Washington expressed concern about Hezbollah's role and diplomats said the EU was poised to place the powerful Shiite militant group's military wing on its list of international terrorist groups.

Separately, Israeli and Syrian forces traded fire on the Golan Heights. The Syrian army claimed it had destroyed an Israeli military vehicle that crossed the armistice line but the Jewish state denied that.

In central Homs province, Hezbollah fighters were reportedly leading the battle for Qusayr, three days after the Syrian regime began an assault to regain control of the town.
 

"It's clear Hezbollah is leading the assault," Syrian Observatory for Human Rights director Rami Abdel Rahman told AFP, adding that regime air strikes were ongoing and "much of the town is now destroyed."

A source close to Hezbollah told AFP it "has sent new elite troops to Qusayr".

Hezbollah's television channel broadcast images of funerals for five members it said were killed carrying out their "jihadist duty".

The Observatory said more than 100 people have been killed in Qusayr since the fighting began on Sunday, including 31 Hezbollah fighters, 70 rebels and nine soldiers.

Abdel Rahman described the rebel response to the assault in Qusayr as "fierce," but expressed concern for the fate of some 25,000 trapped civilians.

Pro-regime daily Al-Watan said loyalists had taken control of all Qusayr's official buildings and "raised the Syrian flag" above them.

The town, which lies between Damascus and the coast, and sits between the Syrian city of Homs and the Lebanese city of Tripoli, is a key strategic prize.

The regime is hoping to protect its access to the coast and deprive the rebels of links to Tripoli, a majority Sunni town that provides a conduit for fighters and weapons.
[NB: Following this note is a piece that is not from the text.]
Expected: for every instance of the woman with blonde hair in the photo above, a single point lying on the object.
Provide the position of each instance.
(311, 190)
"It is important for the Syrians, the Iranians and Hezbollah to control the road" linking Tripoli to Syria, Lebanese analyst Waddah Sharara told AFP.

Tripoli is also home to a minority of Alawites, an offshoot of Shiite Islam to which Assad belongs. Violence there between the sects has broken out regularly since the Syrian conflict began in March 2011.

Today, a security source confirmed the death of Sunni man from the town in clashes.